75- Burada buyurulmayıp da çoğul kipi zikredilmesi yalnız iki kişi değil, iki grup arasında karşılaştırma kasdedildiğine işarettir. Yani hürriyetine sahip olmayıp başkasının mülkü olan âciz köleler grubu ile hürler grubu ve özellikle güzel rızık ile rızıklandırılmış olup da onu muhtaç olanlara harcayan hür kimselerin grubu eşit olur mu? Elbette eşit olmazlar, değil mi? İşte Allah'tan başkasına tapanlar, başkasının malı olan köle gibi hürriyetini verip bir yaratığa kul olmuş köleler gibidirler.
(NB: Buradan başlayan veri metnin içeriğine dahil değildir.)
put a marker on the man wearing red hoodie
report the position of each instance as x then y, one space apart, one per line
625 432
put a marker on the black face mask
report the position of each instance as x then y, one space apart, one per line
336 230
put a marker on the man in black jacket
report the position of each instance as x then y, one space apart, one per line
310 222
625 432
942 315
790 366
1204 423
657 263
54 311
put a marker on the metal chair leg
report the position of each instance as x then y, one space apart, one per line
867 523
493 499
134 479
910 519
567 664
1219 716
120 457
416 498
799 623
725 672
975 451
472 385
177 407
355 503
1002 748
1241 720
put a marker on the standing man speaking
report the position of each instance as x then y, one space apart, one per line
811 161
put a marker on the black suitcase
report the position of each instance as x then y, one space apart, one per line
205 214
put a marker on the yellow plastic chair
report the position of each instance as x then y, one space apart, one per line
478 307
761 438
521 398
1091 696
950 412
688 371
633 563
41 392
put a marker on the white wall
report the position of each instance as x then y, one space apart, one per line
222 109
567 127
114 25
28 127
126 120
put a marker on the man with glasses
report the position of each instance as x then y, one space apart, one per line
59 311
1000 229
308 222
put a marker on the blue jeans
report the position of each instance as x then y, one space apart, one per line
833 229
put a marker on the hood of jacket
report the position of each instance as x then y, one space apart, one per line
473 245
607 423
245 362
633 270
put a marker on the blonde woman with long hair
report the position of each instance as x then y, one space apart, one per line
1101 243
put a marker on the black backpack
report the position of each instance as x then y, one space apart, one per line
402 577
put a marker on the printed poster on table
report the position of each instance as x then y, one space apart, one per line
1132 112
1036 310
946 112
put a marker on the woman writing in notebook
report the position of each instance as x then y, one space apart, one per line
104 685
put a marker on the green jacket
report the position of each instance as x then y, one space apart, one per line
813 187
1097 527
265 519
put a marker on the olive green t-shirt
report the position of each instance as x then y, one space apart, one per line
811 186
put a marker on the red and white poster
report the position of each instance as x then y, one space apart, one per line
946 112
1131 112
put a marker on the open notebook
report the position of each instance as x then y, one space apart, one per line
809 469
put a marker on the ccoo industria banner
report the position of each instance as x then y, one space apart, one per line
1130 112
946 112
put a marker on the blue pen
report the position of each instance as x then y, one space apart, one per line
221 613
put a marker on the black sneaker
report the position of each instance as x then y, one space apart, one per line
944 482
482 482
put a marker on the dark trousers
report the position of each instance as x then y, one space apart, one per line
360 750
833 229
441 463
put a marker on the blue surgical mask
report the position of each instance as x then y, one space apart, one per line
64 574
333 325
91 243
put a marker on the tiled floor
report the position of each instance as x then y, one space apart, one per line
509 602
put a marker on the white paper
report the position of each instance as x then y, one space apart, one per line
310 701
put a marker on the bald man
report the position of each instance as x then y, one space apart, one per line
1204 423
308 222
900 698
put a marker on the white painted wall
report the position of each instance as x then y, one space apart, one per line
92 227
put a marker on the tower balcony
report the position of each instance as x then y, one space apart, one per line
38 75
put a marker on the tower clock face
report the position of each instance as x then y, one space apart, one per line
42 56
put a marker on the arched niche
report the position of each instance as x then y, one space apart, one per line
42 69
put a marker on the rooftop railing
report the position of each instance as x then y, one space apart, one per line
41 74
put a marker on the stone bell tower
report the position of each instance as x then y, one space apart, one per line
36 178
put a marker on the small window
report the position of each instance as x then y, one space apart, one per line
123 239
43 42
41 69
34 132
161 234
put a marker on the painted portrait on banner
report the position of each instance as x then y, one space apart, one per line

Allah'tan başka ilâh tanımayan, Allah'ın birliğine inanan müslümanlar da hürler demektir. "Gerçekten "ancak sana kulluk eder ve ancak senden yardım dileriz" (Fatiha, 1/5) diyebilmekten daha büyük hürriyet düşünülemez. Bundan dolayı Allah'ı inkâr, ortak koşma, batıl dinler hep birer esirlik bağıdır. Hak din ve Allah'ın birliğine inanmak insan için bir hürriyet, bir servettir. Düşünmeli ki, o hürriyet nimeti ne büyük nimettir ve onu veren kimdir? Bütün hamd Allah'a mahsustur. Hürriyet, O'nun nimeti olduğu gibi, her nimet de O'nundur. Hürriyetin değerini bilmeli, din ve imanın kadrini anlamalı da yalnız Allah'a kulluk ederek hamd etmelidir. Fakat onların çoğu bilmezler. Bilmezler ve Allah'ı inkâr ve nankörlükte bulunurlar. Hürriyet davası ile şeytana esir olurlar.

76-Gelelim İkinci Misale:

Allah şunu da misal olarak vermiştir. İki adam, bu ikisinden birisi dilsiz, söz söyleyemez hiçbir şey beceremez. Ve o efendisine de bir yükdür. Yani o miskin, aynı zamanda efendiye muhtaç bir köledir. Fakat o efendisine de bir yüktür. Boşuna yer içer nereye gönderirse hiç bir hayır getirmez. İşte kâfirlerin örneği budur. Doğru söylemez, hakka karşı dilsizdir, efendisi olan yüce Allah'a muhtaçtır, fakat O'nun emirlerini yerine getirmez, yer içer faydalı bir işe yaramaz. Şimdi bir düşünülsün. O dilsiz ve efendisine yük olan kişi bir de doğru yolda yürüyerek adaleti emreden kimse hiç eşit olur mu? Elbette olmaz. İşte kamil (olgun) müminin misali budur. Kendisi doğru yolda gider, hak din ile dindar, ilmi ile amel ederek doğruyu söyler, adalet ve doğruluğu emreder, iyiliği emreder ve bu şekilde söz ve yetki sahibi olur. Ve böyle yaparken kendisi adalet ve doğruluktan ayrılmaz. (Mâide, 5/8. âyetin tefsirine bkz.) Şüphe yok ki, böyle adalet emreden insanlar içinde, adaleti gerçekleştirmekle görevlendirilmiş olanlar da doğruluktan sapacak olsalar bile kolaylıkla bunu yapamazlar. Onun içindir ki, Peygamberimiz bir hadis-i şerifinde, "Siz nasıl iseniz, ona göre üzerinize amir tayin edilir" Zamanımızda yaşayan müslümanların perişan olmalarının sebepleri de bu noktadan ve bu misaldan çıkarılabilir.